Tradisi penyunatan perempuan masih dilanggengkan di Indonesia hingga saat ini, meskipun terdapat berbagai perdebatan mengenai praktik sunat perempuan ini. Praktik penyunatan ini dianggap sebagai bagian dari tradisi yang sudah mengakar di tengah masyarakat. Sunat perempuan merupakan praktik pemotongan dan perlukaan pada area genitalia perempuan atau yang disingkat P2GP.
Belenggu dalam TradisiÂ
Beberapa daerah di Indonesia yang masih menganggap bahwa penyunatan perempuan ini merupakan tradisi leluhur yang tidak bisa dihilangkan begitu saja. Sebut saja tradisi Makkatte, tradisi penyunatan perempuan di masyarakat Bugis. Di Bone, Sulawesi Selatan, tradisi penyunatan perempuan masih dilakukan hingga saat ini, biasanya tradisi Makkatte ini dipimpin oleh seorang yang disebut dengan Sanro, Sanro yang dipercaya melakukan penyunatan tersebut biasanya orang yang bukan dari kalangan medis.
Dan Pada Masyarakat Gorontalo terdapat tradisi penyunatan perempuan yang disebut dengan Mangubingo. Dalam praktiknya Sebelum Penyunatan, anak perempuan mengikuti ritual mopolihu lo limu atau mandi lemon.
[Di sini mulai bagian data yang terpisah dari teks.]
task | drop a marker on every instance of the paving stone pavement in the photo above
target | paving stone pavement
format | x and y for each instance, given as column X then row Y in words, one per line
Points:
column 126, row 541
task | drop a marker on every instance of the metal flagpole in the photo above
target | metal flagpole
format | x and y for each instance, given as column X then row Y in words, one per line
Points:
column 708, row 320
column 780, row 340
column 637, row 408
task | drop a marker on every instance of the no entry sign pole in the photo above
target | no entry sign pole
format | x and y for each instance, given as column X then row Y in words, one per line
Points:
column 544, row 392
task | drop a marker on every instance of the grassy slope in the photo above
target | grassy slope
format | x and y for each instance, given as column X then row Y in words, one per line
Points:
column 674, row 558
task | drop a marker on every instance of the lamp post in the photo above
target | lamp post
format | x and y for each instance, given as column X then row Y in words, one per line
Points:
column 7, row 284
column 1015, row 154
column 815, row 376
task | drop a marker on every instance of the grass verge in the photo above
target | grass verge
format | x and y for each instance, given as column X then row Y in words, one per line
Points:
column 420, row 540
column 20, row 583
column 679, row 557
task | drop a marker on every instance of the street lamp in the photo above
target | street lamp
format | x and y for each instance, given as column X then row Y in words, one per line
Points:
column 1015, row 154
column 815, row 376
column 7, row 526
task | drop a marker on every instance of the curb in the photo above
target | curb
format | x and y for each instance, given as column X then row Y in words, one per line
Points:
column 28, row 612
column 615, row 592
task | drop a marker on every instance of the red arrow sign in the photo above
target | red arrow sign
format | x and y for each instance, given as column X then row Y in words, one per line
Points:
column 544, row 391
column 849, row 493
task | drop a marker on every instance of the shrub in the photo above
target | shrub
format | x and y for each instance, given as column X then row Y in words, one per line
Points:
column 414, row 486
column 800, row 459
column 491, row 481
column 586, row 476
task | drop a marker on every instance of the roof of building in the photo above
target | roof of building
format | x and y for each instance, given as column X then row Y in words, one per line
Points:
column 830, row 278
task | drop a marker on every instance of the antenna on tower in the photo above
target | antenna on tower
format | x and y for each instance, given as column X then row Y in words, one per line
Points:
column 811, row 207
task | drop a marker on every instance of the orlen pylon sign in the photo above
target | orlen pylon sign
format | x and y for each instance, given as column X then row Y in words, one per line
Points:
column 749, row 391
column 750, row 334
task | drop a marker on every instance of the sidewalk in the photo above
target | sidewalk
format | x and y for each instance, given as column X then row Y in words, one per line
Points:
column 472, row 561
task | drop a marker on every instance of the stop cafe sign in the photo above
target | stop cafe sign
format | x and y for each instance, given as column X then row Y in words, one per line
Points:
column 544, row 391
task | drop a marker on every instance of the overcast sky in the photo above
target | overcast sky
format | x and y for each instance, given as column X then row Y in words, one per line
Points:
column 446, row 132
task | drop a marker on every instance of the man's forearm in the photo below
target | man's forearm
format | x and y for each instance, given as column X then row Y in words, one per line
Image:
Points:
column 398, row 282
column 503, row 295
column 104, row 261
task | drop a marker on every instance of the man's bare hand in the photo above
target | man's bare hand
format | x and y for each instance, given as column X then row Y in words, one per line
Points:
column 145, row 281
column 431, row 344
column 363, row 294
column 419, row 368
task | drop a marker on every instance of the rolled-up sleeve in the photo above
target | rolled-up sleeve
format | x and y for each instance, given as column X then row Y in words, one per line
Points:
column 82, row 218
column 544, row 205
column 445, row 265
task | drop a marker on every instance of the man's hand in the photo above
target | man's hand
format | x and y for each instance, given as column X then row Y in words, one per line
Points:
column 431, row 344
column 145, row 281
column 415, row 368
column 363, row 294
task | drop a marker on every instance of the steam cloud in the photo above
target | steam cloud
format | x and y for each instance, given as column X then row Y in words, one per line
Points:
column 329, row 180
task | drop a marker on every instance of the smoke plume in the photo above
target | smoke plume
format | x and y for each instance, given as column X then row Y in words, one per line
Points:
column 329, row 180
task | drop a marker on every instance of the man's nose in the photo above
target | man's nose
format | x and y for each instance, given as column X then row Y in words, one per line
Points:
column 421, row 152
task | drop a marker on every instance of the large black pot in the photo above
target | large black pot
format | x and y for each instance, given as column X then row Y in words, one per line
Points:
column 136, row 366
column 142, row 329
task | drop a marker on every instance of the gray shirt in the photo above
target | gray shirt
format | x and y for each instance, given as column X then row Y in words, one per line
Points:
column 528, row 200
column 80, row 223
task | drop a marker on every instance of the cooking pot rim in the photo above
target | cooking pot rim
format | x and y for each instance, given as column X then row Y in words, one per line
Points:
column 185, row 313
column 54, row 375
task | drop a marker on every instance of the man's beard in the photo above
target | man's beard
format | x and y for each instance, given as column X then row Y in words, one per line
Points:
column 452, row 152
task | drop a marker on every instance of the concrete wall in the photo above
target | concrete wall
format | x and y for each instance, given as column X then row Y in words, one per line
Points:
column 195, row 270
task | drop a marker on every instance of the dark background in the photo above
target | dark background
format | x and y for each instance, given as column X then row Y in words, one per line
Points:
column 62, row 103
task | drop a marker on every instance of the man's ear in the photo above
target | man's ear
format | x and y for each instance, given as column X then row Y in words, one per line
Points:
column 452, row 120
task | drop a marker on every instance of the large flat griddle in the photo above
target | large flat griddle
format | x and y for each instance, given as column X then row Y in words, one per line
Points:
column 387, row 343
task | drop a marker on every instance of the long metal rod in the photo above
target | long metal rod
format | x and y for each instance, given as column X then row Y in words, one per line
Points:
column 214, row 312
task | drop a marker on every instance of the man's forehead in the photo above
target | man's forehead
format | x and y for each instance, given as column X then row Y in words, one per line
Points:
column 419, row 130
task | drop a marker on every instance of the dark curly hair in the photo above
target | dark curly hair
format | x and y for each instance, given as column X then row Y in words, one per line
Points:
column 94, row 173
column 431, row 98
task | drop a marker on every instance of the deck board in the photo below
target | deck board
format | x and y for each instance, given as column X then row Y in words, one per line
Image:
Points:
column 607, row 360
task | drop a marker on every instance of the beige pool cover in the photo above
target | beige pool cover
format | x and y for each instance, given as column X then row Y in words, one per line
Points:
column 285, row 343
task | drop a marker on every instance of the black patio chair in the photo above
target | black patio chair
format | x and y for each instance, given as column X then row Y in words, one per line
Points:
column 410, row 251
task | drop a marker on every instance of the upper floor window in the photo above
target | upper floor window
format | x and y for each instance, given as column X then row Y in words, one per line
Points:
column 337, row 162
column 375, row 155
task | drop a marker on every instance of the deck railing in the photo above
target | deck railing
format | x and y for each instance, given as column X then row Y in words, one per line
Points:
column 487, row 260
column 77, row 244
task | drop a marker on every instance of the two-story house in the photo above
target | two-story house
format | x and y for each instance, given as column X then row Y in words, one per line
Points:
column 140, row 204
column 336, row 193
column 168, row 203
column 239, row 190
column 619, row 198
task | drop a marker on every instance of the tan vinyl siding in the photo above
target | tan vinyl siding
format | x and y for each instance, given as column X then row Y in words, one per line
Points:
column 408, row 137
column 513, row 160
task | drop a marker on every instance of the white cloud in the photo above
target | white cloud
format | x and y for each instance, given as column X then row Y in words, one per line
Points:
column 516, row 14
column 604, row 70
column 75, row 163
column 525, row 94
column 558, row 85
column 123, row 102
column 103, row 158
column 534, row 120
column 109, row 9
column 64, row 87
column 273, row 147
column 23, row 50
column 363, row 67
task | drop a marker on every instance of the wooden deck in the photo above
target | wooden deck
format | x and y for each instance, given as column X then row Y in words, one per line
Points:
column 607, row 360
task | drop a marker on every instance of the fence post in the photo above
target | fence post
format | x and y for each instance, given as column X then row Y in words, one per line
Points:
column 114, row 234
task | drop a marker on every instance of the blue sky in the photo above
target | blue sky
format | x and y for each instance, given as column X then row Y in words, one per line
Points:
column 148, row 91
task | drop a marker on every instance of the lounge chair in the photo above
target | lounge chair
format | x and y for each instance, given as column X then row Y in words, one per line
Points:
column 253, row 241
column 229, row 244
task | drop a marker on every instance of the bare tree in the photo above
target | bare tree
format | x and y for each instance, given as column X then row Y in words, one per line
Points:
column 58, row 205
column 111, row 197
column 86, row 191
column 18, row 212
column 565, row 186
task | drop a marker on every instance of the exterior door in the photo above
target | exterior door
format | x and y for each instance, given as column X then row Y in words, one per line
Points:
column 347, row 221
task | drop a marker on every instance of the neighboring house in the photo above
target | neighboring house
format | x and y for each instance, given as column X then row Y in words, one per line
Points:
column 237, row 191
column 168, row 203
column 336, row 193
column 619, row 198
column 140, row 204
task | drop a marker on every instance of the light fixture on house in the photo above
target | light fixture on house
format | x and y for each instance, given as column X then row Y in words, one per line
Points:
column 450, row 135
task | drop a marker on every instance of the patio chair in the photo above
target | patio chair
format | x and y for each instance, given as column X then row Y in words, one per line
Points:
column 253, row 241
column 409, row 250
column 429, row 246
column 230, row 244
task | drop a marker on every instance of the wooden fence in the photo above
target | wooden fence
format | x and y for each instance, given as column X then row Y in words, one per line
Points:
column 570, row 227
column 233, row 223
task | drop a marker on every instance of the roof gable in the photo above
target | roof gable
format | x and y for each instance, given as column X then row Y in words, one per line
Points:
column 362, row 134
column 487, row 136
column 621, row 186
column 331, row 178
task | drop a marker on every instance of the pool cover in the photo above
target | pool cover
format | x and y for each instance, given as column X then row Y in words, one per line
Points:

Anak yang ingin disunat akan dimandikan dengan air lemon, kemudian memakai busana adat lalu menjalani proses sunat.
Bahkan di masyarakat Madura, penyunatan perempuan bisa dikatakan hal yang wajib, hukum penyunatan perempuan disamakan dengan penyunatan laki-laki. Menurutnya, hal itu dilakukan dengan memakai dasar agama Islam yang mewajibkan sunat bagi perempuan.
Praktik-praktik penyunatan perempuan banyak dilakukan di daerah Indonesia lainnya, seperti di Maluku dikenal dengan sebutan Oiewel, Aceh Gayo dan Aceh Pesisir, Suku Serawai di Bengkulu, Masyarakat Sambas di Kalimantan Barat, Suku Mongondow di Sulawesi Utara, bahkan suku Betawi.
Banyak masyarakat yang percaya bahwa penyunatan ini bertujuan untuk membersihkan, menyucikan, menjaga nama baik dan mengurangi hasrat seksual perempuan dengan membuang bagian luar kelaminnya. Katanya seorang gadis yang tidak disunat akan dipergunjingkan oleh masyarakat, tingkah lakunya buruk dan ia akan mengejar laki-laki, dan bila datang saatnya untuk menikah tidak seorang pun mau menikahinya.
Pertentangan Sunat Perempuan dalam Medis
Secara medis memang telah diakui bahwa sunat pada perempuan tidak memberikan manfaat apa pun atau bahkan bisa menimbulkan risiko kesehatan. Menurut Nawal, seorang dokter dan aktivis perempuan Mesir, ia mengatakan bahwa penyunatan perempuan tidak hanya berdampak buruk pada kesehatan fisik bahkan secara psikisnya juga.
Efek fisik bisa mengalami infeksi, iritasi, radang, pendarahan, gangguan pada saluran air kencing, pembengkakan vagina yang menghalangi keluarnya air kencing bahkan kematian, dan efek psikis yang dialami perempuan yang mengalami penyunatan bisa mengakibatkan trauma yang berkepanjangan hingga ia dewasa.
Bagi perempuan yang mengalami operasi sunat tidak sedikit yang mengalami gangguan mastrubasi yang lebih sedikit ketimbang yang tidak mengalami operasi sunat, hal tersebut sebagaimana yang diamati oleh Kinsey. Kemenkes sampai saat ini masih gencar melakukan sosialisasi tentang bahaya sunat perempuan. Walaupun tidak membuat larangan secara gamblang, namun Kemenkes tidak merekomendasikan orang tua untuk menyunat anak perempuannya.